Overlooking Features
The only thing worse than adversaries attacking you from elevation is when you can’t immediately access that elevation yourself. The half-a-level rooms of my dungeon were designed to allow for one room to overlook the room below. Open doorways dropping ten feet to the room below are against fantasy-OSHA regulations, though, so I built some fall protection in the form of a nice protruding balcony.
You like the additional architectural touch of raising the balcony up a bit by adding a flight of access steps? Purely unintentional. When I first built the thing, I measured from the tabletop to the floor, forgetting that this balcony would be resting on the floor of the room below – a full 5mm above the tabletop. Rather than cutting the supports, which would have meant the balcony was just 5mm above the floor, I added the steps to give it a little more vertical difference.
The difference in thickness of the rooms is only 5mm, so that extra 5mm still leaves the balcony only 10mm above floor height.

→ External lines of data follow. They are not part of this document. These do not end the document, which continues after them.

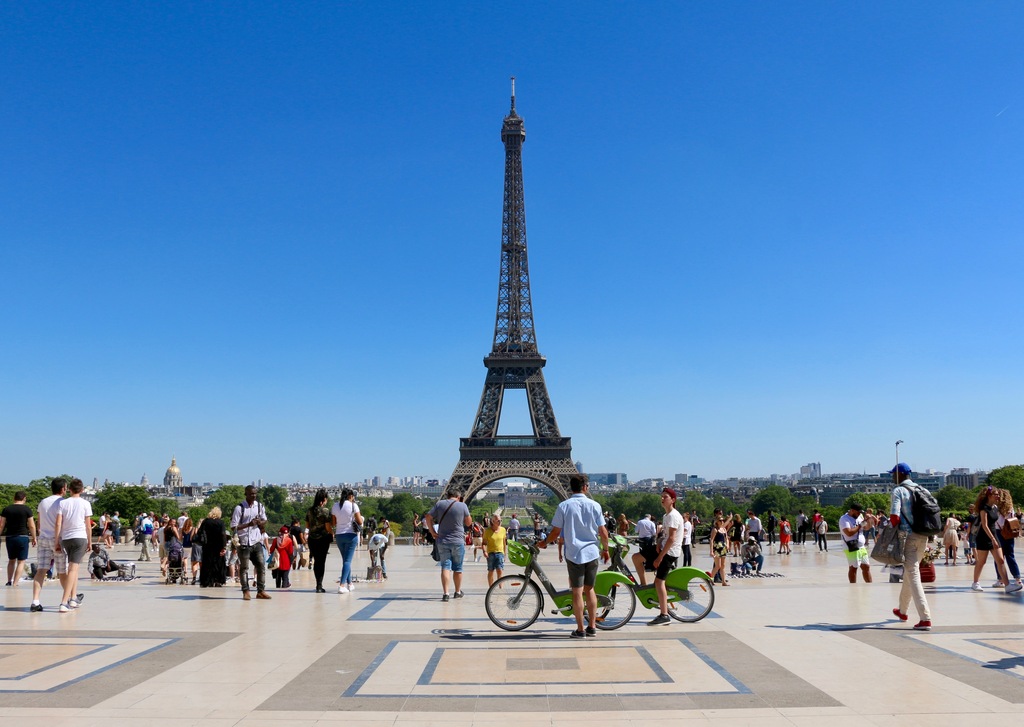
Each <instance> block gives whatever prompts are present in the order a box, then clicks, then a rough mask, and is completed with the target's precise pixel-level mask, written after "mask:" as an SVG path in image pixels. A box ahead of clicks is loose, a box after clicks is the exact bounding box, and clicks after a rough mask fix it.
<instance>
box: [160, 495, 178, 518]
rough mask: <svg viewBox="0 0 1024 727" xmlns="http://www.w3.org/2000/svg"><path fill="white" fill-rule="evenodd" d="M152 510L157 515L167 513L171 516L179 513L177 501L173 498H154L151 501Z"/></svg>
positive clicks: (160, 514)
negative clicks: (153, 500)
mask: <svg viewBox="0 0 1024 727" xmlns="http://www.w3.org/2000/svg"><path fill="white" fill-rule="evenodd" d="M153 511H154V512H155V513H157V515H169V516H171V517H177V516H178V515H180V514H181V508H179V507H178V501H177V500H175V499H174V498H156V499H155V500H154V501H153Z"/></svg>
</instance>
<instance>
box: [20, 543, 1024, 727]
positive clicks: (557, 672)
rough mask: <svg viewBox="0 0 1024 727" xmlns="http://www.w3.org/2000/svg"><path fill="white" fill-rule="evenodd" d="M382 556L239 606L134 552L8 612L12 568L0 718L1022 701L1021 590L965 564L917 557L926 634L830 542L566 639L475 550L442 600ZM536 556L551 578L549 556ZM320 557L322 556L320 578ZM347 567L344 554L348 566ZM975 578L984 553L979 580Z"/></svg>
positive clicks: (845, 714)
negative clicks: (488, 592)
mask: <svg viewBox="0 0 1024 727" xmlns="http://www.w3.org/2000/svg"><path fill="white" fill-rule="evenodd" d="M706 549H707V546H702V547H699V548H698V549H697V552H699V553H700V555H699V556H697V557H696V558H695V564H696V565H698V566H701V567H708V566H710V562H711V561H710V558H709V557H708V556H707V553H706ZM766 550H769V549H766ZM135 553H136V550H135V549H134V548H128V547H127V546H122V547H119V548H117V549H116V550H115V553H114V556H115V558H116V559H131V558H132V557H133V556H134V554H135ZM387 560H388V569H389V573H390V576H391V578H390V580H389V581H388V582H385V583H382V584H358V585H357V587H356V589H355V591H354V592H353V593H351V594H346V595H338V594H337V593H334V592H333V591H334V590H335V589H331V591H332V592H330V593H327V594H316V593H314V592H313V590H312V589H313V580H312V573H311V571H308V570H303V571H301V572H299V573H297V574H293V587H292V589H291V590H289V591H285V592H282V591H278V590H275V589H272V588H271V589H270V590H269V593H270V594H271V595H272V597H273V598H272V600H270V601H257V600H253V601H249V602H245V601H243V600H242V598H241V594H240V592H239V591H238V590H237V587H225V588H223V589H199V588H198V587H190V586H166V585H163V584H162V583H161V581H160V579H159V578H158V576H159V569H158V567H157V566H156V564H152V563H143V564H140V566H139V569H140V572H141V578H140V579H139V580H136V581H135V582H132V583H127V584H126V583H101V584H100V583H94V584H90V583H89V581H88V579H87V578H86V579H84V580H83V582H82V584H81V591H82V592H83V593H84V594H86V598H85V601H84V603H83V605H82V607H81V608H80V609H79V610H77V611H73V612H71V613H66V614H60V613H57V611H56V608H55V606H56V603H57V601H58V598H59V595H58V590H57V585H56V582H51V583H48V584H47V585H46V587H45V588H44V590H43V604H44V605H45V606H46V610H45V611H44V612H42V613H32V612H30V611H29V604H30V603H31V600H32V589H31V585H30V584H29V583H28V582H24V583H23V584H22V585H20V586H19V587H17V588H6V589H4V592H3V600H2V605H0V717H3V718H4V719H5V720H8V719H18V718H24V717H32V718H43V719H44V720H45V724H47V725H48V727H56V726H58V725H74V726H75V727H88V726H89V725H103V726H104V727H111V726H112V725H126V726H127V725H133V726H137V725H140V724H157V723H159V724H160V725H162V726H164V727H174V726H175V725H186V724H196V725H246V726H254V725H263V724H271V723H275V724H283V723H287V724H288V725H289V727H300V726H301V725H314V724H323V725H331V724H341V723H343V722H345V723H353V724H356V725H359V726H360V727H362V726H369V725H430V724H436V725H442V724H444V725H452V724H456V725H470V724H479V725H484V724H486V725H493V724H495V723H496V722H499V723H501V724H507V723H509V722H510V721H514V723H515V724H516V725H525V726H530V725H577V724H585V723H587V722H594V723H597V724H601V725H632V724H636V725H645V726H649V725H651V724H653V723H655V722H659V723H663V724H664V723H665V721H666V720H675V721H679V722H680V723H681V724H684V725H686V726H687V727H691V726H692V727H698V726H700V725H711V726H713V727H731V726H732V725H746V724H755V723H756V724H757V725H758V726H759V727H767V726H771V725H786V726H793V725H797V726H798V727H799V726H804V725H806V727H846V725H850V726H851V727H853V726H854V725H856V726H857V727H862V726H863V725H865V724H867V725H882V726H888V725H896V724H899V725H915V724H921V725H925V724H928V725H929V726H930V727H935V725H946V724H949V725H952V724H954V723H955V724H957V725H962V724H964V723H965V721H967V723H968V724H970V723H972V721H973V720H974V719H976V716H977V717H981V718H982V719H985V718H986V717H987V715H988V714H991V713H996V714H997V713H1018V712H1019V711H1020V710H1021V709H1022V704H1024V629H1022V627H1021V626H1020V624H1021V615H1022V613H1024V611H1022V608H1024V599H1022V598H1021V597H1020V596H1008V595H1005V594H1002V593H1001V592H997V591H994V590H991V589H988V588H986V590H985V592H984V593H973V592H971V591H970V590H969V587H970V584H971V568H970V567H969V566H965V565H959V566H956V567H952V566H949V567H944V566H943V565H941V564H940V565H938V568H937V570H938V580H937V583H935V584H933V585H932V586H929V587H927V589H928V593H929V598H930V600H931V604H932V611H933V622H934V624H935V629H934V630H933V631H932V632H931V633H918V632H914V631H912V630H911V629H910V628H909V625H910V624H913V623H915V622H916V617H915V615H916V614H915V613H913V612H912V608H911V613H910V621H909V623H908V624H901V623H899V622H896V621H895V619H894V618H893V617H892V616H891V610H892V608H893V606H895V605H896V594H897V591H898V589H899V586H898V585H893V584H889V583H888V579H887V578H886V576H885V575H884V574H883V573H882V572H881V568H878V567H874V568H872V569H873V570H874V575H876V583H873V584H869V585H868V584H862V583H858V584H857V585H855V586H851V585H850V584H848V583H847V581H846V572H847V566H846V558H845V553H843V552H842V551H840V550H839V549H837V548H835V547H834V550H833V551H831V552H828V553H818V552H817V549H816V548H815V547H814V546H813V545H808V546H805V547H801V546H795V547H794V554H793V555H792V556H779V555H776V554H774V553H771V554H769V555H768V556H767V559H766V570H767V571H770V572H777V573H781V574H782V578H764V579H741V580H733V581H731V582H730V583H731V585H730V586H729V587H728V588H719V589H717V591H716V595H717V602H716V606H715V610H714V612H713V613H712V615H711V616H709V617H708V618H706V619H703V621H702V622H700V623H698V624H691V625H684V624H672V625H670V626H668V627H657V628H650V627H647V626H645V623H646V621H648V619H649V618H650V617H651V616H652V615H653V612H651V611H647V610H644V609H643V608H641V607H639V606H638V609H637V613H636V615H635V616H634V618H633V621H632V622H631V623H630V624H629V625H627V626H626V627H624V628H623V629H621V630H618V631H615V632H599V634H598V637H597V638H596V639H592V640H591V639H588V640H586V641H575V640H570V639H568V638H567V636H568V632H569V631H570V629H571V627H570V622H569V621H568V619H565V618H560V617H556V616H551V615H542V616H541V618H540V619H539V621H538V623H537V624H535V625H534V626H531V627H530V628H529V629H527V630H526V631H524V632H520V633H517V634H510V633H506V632H502V631H501V630H499V629H497V628H496V627H494V626H493V625H492V624H490V622H489V621H488V619H487V617H486V614H485V613H484V609H483V602H482V597H483V594H484V592H485V590H486V578H485V569H484V565H483V562H482V561H481V562H480V563H467V566H466V569H467V572H466V580H465V584H464V590H465V592H466V598H464V599H461V600H452V601H450V602H447V603H442V602H441V601H440V598H439V596H440V586H439V581H438V574H437V569H436V565H435V563H434V562H433V561H432V560H431V559H430V556H429V549H427V548H422V547H417V548H414V547H412V546H397V547H395V548H392V549H391V550H390V551H389V552H388V558H387ZM542 564H544V565H545V566H546V567H547V570H548V572H549V574H550V575H551V576H552V579H553V580H554V581H555V583H556V585H558V586H560V585H561V583H562V582H563V580H564V576H563V570H562V566H560V565H559V564H558V563H557V559H556V557H555V555H554V553H553V552H548V553H545V554H544V555H542ZM340 565H341V559H340V557H339V555H338V553H337V551H333V552H332V553H331V555H330V556H329V560H328V566H329V570H328V572H329V574H332V573H333V574H334V575H333V576H334V578H337V571H338V569H339V568H340ZM366 565H367V554H366V552H365V551H361V552H359V553H358V555H357V557H356V570H355V572H360V571H361V572H364V573H365V572H366ZM516 570H517V569H516V568H515V567H514V566H510V568H509V569H507V570H506V573H509V572H515V571H516ZM271 581H272V580H271ZM992 581H993V578H992V572H991V566H988V567H987V568H986V573H985V578H984V579H983V580H982V583H983V584H984V585H986V586H990V585H991V582H992ZM549 605H550V604H549ZM513 712H514V713H515V716H514V717H512V716H511V713H513ZM989 719H999V718H998V717H995V718H989Z"/></svg>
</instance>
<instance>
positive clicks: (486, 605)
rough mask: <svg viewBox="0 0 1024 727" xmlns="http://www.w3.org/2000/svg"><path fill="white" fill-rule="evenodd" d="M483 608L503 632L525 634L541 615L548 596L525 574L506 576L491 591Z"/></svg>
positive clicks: (507, 575)
mask: <svg viewBox="0 0 1024 727" xmlns="http://www.w3.org/2000/svg"><path fill="white" fill-rule="evenodd" d="M483 607H484V609H485V610H486V611H487V617H488V618H489V619H490V621H492V622H493V623H494V625H495V626H497V627H498V628H499V629H505V631H522V630H523V629H525V628H526V627H528V626H529V625H530V624H532V623H534V622H535V621H537V617H538V616H539V615H541V610H542V609H543V608H544V596H542V595H541V589H539V588H538V587H537V584H536V583H534V582H532V581H528V580H527V579H526V578H524V576H522V575H505V576H504V578H500V579H498V580H497V581H495V583H494V584H492V586H490V588H488V589H487V595H486V596H484V597H483Z"/></svg>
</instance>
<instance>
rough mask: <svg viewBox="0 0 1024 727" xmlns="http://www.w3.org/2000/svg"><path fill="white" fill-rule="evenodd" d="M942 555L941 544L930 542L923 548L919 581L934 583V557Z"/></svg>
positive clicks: (934, 563) (938, 542) (925, 582)
mask: <svg viewBox="0 0 1024 727" xmlns="http://www.w3.org/2000/svg"><path fill="white" fill-rule="evenodd" d="M940 557H942V544H941V543H939V542H938V541H935V542H931V543H929V544H928V547H927V548H925V557H923V558H922V559H921V582H922V583H935V559H936V558H940Z"/></svg>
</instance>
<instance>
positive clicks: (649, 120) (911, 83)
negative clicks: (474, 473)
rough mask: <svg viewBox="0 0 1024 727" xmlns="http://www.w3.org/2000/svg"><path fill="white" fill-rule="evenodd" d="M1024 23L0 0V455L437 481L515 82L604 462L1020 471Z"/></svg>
mask: <svg viewBox="0 0 1024 727" xmlns="http://www.w3.org/2000/svg"><path fill="white" fill-rule="evenodd" d="M1022 31H1024V10H1022V8H1021V6H1020V4H1018V3H1010V2H1008V3H942V2H939V3H934V2H929V3H898V4H896V3H827V2H806V3H770V4H769V3H728V4H713V3H656V4H654V3H651V4H647V5H644V6H639V7H638V6H636V4H626V3H601V2H599V3H593V2H587V3H582V2H581V3H558V4H549V3H539V2H526V3H519V4H515V5H507V4H506V5H501V4H492V3H444V4H437V3H373V4H371V3H364V4H355V3H304V4H302V5H301V6H300V7H296V6H294V5H293V4H290V3H269V2H268V3H256V4H253V3H241V2H240V3H164V4H161V3H103V4H101V5H96V4H95V3H57V4H40V3H23V4H16V3H4V4H3V5H2V6H0V97H2V103H3V114H2V115H0V156H2V159H3V163H2V170H3V171H2V173H0V281H2V307H0V339H2V357H0V414H2V416H0V481H7V482H26V481H28V480H29V479H32V478H34V477H38V476H42V475H44V474H53V473H57V472H62V471H67V472H73V473H76V474H78V475H80V476H82V477H83V478H86V479H87V481H90V480H91V478H92V477H94V476H95V477H99V478H100V479H101V480H102V479H103V478H111V479H129V480H137V479H138V478H139V476H140V475H141V473H142V472H147V473H148V474H150V477H151V479H159V478H160V476H162V474H163V470H164V469H165V468H166V467H167V465H168V464H169V461H170V458H171V456H172V454H173V455H175V456H176V457H177V458H178V464H179V465H180V466H181V468H182V473H183V476H184V478H185V480H186V481H193V480H199V481H206V480H210V481H249V480H251V479H256V478H263V479H266V480H271V481H281V480H287V481H292V480H301V481H328V482H333V481H339V480H355V479H362V478H365V477H368V476H372V475H376V474H379V475H385V476H386V475H389V474H398V475H404V474H422V475H426V476H431V477H446V476H449V475H450V474H451V472H452V470H453V468H454V467H455V464H456V462H457V461H458V443H459V437H460V436H466V435H467V434H468V433H469V429H470V426H471V425H472V420H473V416H474V414H475V412H476V407H477V403H478V401H479V396H480V390H481V388H482V385H483V376H484V368H483V366H482V362H481V358H482V356H483V355H484V354H485V353H486V352H487V351H488V350H489V347H490V344H492V336H493V330H494V316H495V302H496V296H497V280H498V262H499V244H500V231H501V207H502V175H503V165H504V148H503V146H502V144H501V141H500V138H499V132H500V128H501V122H502V118H503V117H504V115H505V114H506V113H507V111H508V103H509V98H508V95H509V82H508V77H509V76H511V75H515V76H516V77H517V79H518V80H517V87H516V90H517V103H516V105H517V110H518V112H519V113H520V115H521V116H523V118H524V119H525V122H526V132H527V138H526V144H525V147H524V152H523V160H524V170H525V173H524V176H525V188H526V219H527V234H528V242H529V256H530V274H531V283H532V294H534V303H535V308H536V317H537V331H538V341H539V345H540V348H541V351H542V352H543V353H544V354H545V355H547V357H548V367H547V369H546V370H545V373H546V377H547V381H548V386H549V390H550V393H551V398H552V402H553V404H554V409H555V412H556V414H557V417H558V421H559V425H560V427H561V429H562V433H563V434H564V435H567V436H571V437H572V443H573V457H574V458H575V459H579V460H581V461H582V462H583V464H584V466H585V469H587V470H589V471H623V472H627V473H628V474H629V475H630V476H631V477H633V478H637V479H639V478H641V477H645V476H666V475H672V474H674V473H676V472H687V473H695V474H700V475H703V476H706V477H725V476H749V475H756V474H767V473H772V472H778V473H790V472H795V471H797V470H798V468H799V467H800V465H802V464H806V463H807V462H811V461H820V462H821V464H822V469H823V470H824V471H826V472H836V471H868V472H877V471H880V470H882V469H884V468H886V467H889V466H891V465H890V461H891V460H892V457H893V442H894V441H895V440H896V439H897V438H901V439H904V440H905V442H906V443H905V444H904V445H903V447H902V450H901V453H902V454H903V455H904V459H906V460H907V461H909V462H910V463H911V464H912V465H913V466H914V467H916V468H922V469H924V468H935V469H942V470H948V469H949V468H951V467H959V466H962V467H971V468H984V469H988V468H992V467H997V466H1000V465H1006V464H1012V463H1019V462H1020V461H1021V460H1022V455H1021V448H1022V447H1021V444H1022V438H1021V425H1020V413H1021V411H1022V405H1021V404H1022V398H1024V396H1022V395H1024V386H1022V378H1021V375H1020V370H1021V360H1022V354H1024V350H1022V348H1024V346H1022V342H1021V320H1022V312H1024V311H1022V305H1024V304H1022V296H1021V292H1020V276H1021V271H1022V269H1024V247H1022V241H1024V195H1022V191H1024V189H1022V181H1024V171H1022V170H1024V90H1022V86H1021V83H1020V80H1021V78H1022V77H1024V55H1022V54H1021V52H1020V39H1021V37H1022ZM515 403H517V402H516V401H513V402H511V404H510V405H509V407H507V408H506V412H505V420H504V422H503V431H506V432H514V433H521V431H522V430H523V428H524V426H525V425H524V422H523V420H524V417H523V414H522V411H520V410H518V409H516V408H514V405H513V404H515ZM518 403H520V404H521V407H522V408H524V403H523V402H521V401H520V402H518Z"/></svg>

About shoulder height compared to the standard miniature. Just as the scaling of the furniture and the whole dungeon is a little off, I figure the vertical scaling is off by a factor of two as well. That balcony should be considered 10 feet off the ground. In true scale that would be two to three inches. Highly impractical given the limitations of the one box.
The railing height is pretty good though. Should meet fantasy-OSHA standards of 39 to 42 inches above the ground surface. (Guess who wears the safety hat as part of his day job.)